The order of p-value significance was reversed—* p < 0.01; ** p < 0.05; *** p < 0.10.
The correct legend is as follows: * p < 0.10; ** p < 0.05; *** p < 0.01.
Text Correction
In the published publication [1], the summary statistic percentages reported in subsection 3.1. Data Sample Description, paragraphs 1–3, do not match the percentages reported in Table 1. Descriptive Statistics (Analytical Sample; N = 3690).

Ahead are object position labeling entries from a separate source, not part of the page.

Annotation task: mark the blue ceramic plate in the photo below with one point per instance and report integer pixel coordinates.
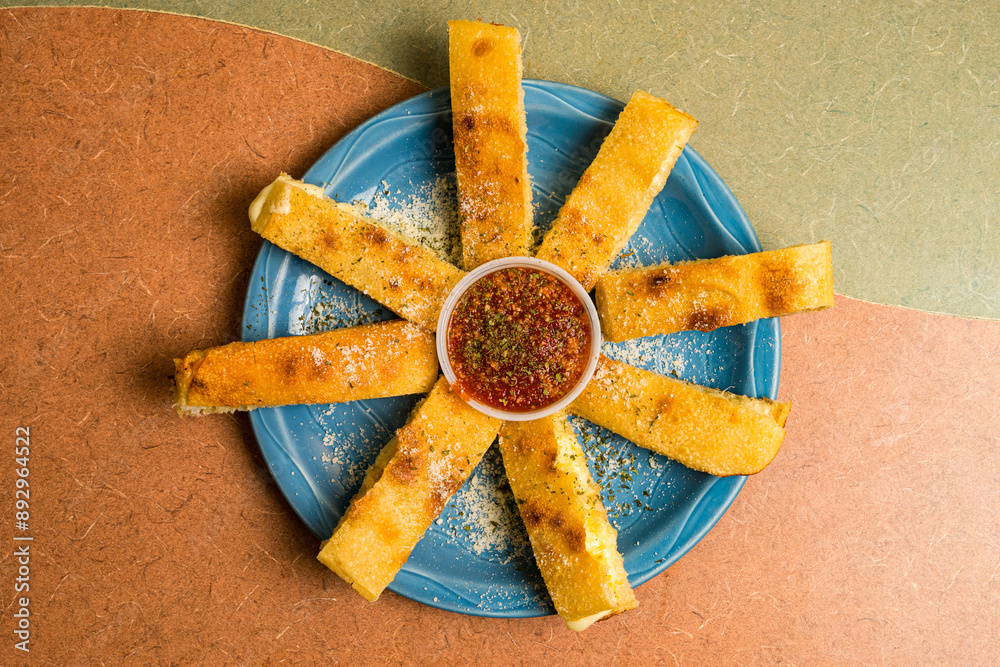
(476, 559)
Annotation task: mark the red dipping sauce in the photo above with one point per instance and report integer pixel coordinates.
(518, 340)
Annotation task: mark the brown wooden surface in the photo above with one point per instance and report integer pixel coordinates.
(130, 146)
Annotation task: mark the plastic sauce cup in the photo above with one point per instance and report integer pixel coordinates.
(465, 283)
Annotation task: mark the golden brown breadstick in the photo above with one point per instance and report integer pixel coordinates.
(712, 293)
(613, 195)
(574, 544)
(491, 164)
(705, 429)
(404, 491)
(400, 274)
(371, 361)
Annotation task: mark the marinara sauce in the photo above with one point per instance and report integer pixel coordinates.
(518, 340)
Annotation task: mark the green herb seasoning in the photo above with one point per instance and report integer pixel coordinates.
(518, 340)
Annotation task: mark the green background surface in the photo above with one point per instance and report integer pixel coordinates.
(875, 125)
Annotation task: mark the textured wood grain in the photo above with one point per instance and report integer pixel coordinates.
(127, 165)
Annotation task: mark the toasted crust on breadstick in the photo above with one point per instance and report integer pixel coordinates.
(404, 491)
(491, 163)
(712, 293)
(574, 544)
(399, 273)
(705, 429)
(371, 361)
(614, 194)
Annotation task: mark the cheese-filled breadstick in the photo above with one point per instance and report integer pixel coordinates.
(491, 162)
(710, 293)
(399, 273)
(705, 429)
(614, 194)
(426, 461)
(574, 544)
(370, 361)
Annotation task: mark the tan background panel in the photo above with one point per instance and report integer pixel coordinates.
(875, 124)
(126, 163)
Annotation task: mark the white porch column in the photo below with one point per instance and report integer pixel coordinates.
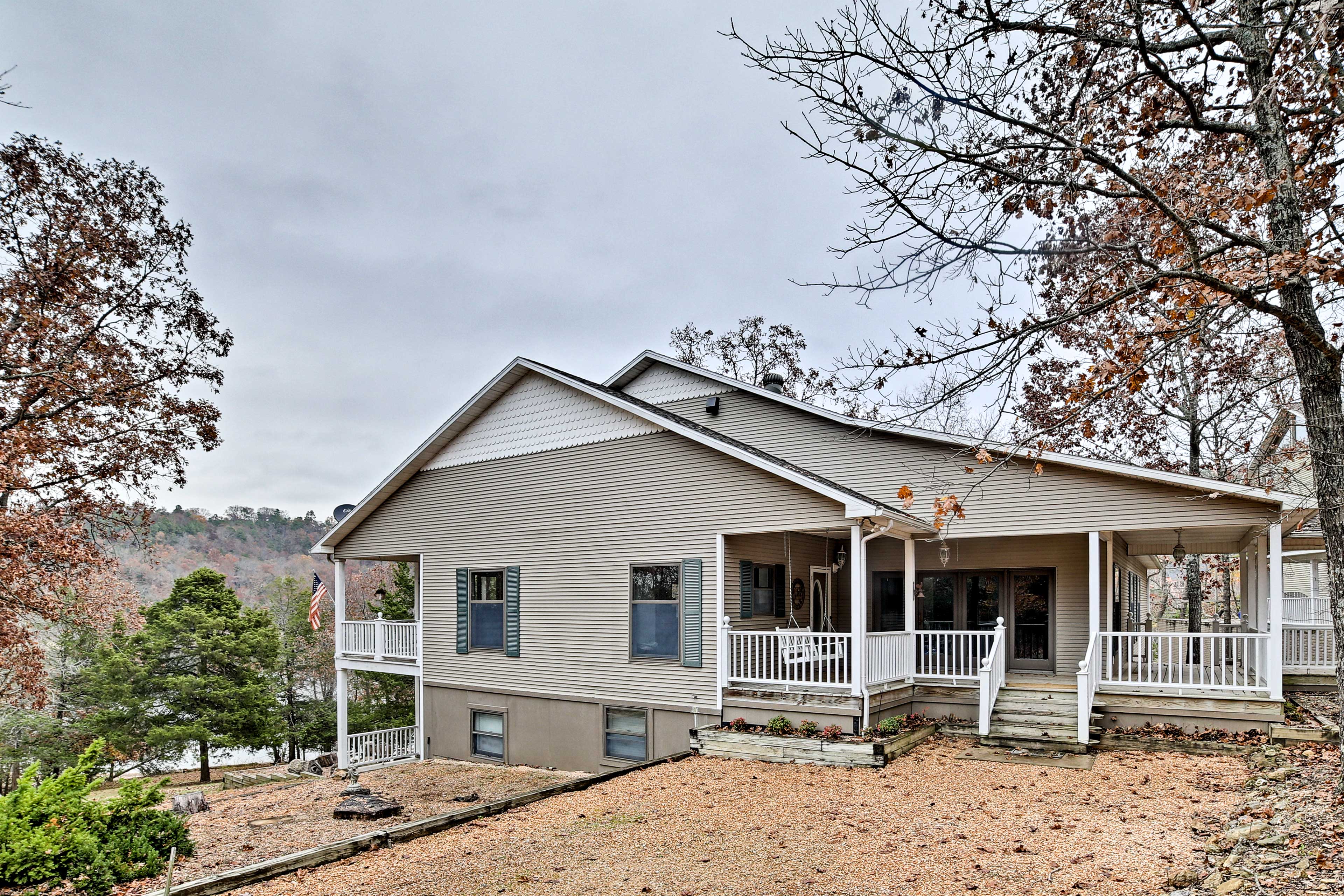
(343, 721)
(1111, 583)
(420, 716)
(1262, 583)
(858, 609)
(910, 583)
(339, 601)
(1093, 586)
(1276, 612)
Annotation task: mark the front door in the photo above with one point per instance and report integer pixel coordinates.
(820, 600)
(1031, 621)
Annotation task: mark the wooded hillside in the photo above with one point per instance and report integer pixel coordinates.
(251, 547)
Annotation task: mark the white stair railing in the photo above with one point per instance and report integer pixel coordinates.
(992, 671)
(890, 656)
(1088, 680)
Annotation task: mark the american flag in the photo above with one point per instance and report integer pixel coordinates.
(319, 593)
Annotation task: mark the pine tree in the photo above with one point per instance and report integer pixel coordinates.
(205, 670)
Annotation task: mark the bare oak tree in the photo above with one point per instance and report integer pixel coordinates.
(1166, 163)
(101, 332)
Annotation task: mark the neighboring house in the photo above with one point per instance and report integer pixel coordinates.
(604, 567)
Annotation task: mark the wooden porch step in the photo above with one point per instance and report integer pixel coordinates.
(1030, 716)
(1040, 743)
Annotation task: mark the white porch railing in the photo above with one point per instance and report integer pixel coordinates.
(379, 640)
(1307, 612)
(992, 672)
(890, 656)
(951, 655)
(790, 657)
(1089, 676)
(384, 747)
(1181, 660)
(1310, 649)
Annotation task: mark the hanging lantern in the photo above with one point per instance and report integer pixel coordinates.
(1179, 551)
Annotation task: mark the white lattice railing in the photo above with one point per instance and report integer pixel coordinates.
(384, 747)
(379, 639)
(951, 655)
(1310, 649)
(1232, 662)
(890, 656)
(790, 657)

A correction has been made to subsection 3.1. Data Sample Description, paragraph 1:
“Table 1 presents a descriptive overview of the surveyed children. The sample exhibits a near-equal gender distribution, with 50.1% male and 49.9% female children. The age of the children spans a wide range, from 0 to 59 months: 22.7% are 0–11 months old, 20.2% are 12–23 months old, 20.6% are 24–35 months old, and 36.5% are 36–59 months old. In terms of birth order, 61.1% were within the 2nd to 5th position, while firstborn children constituted 23.66%. Larger household sizes were more prevalent, with 63.6% of households having 5–9 members.”
A correction has been made to subsection 3.1. Data Sample Description, paragraph 2:
“Regarding socioeconomic status, the wealth index shows a relatively even distribution across the five quintiles, ranging from 16.5% in the richest category to 23.17% in the middle category. Religious affiliations were diverse, with Evangelical/Pentecostal being the most common (27.15%), followed by Catholic (23.96%) and Islamic (24.15%). Geographically, the Nampula region had the largest representation (13.66%), while Cidade de Maputo had the smallest (4.36%). The majority of the children resided in rural areas (68.62%).”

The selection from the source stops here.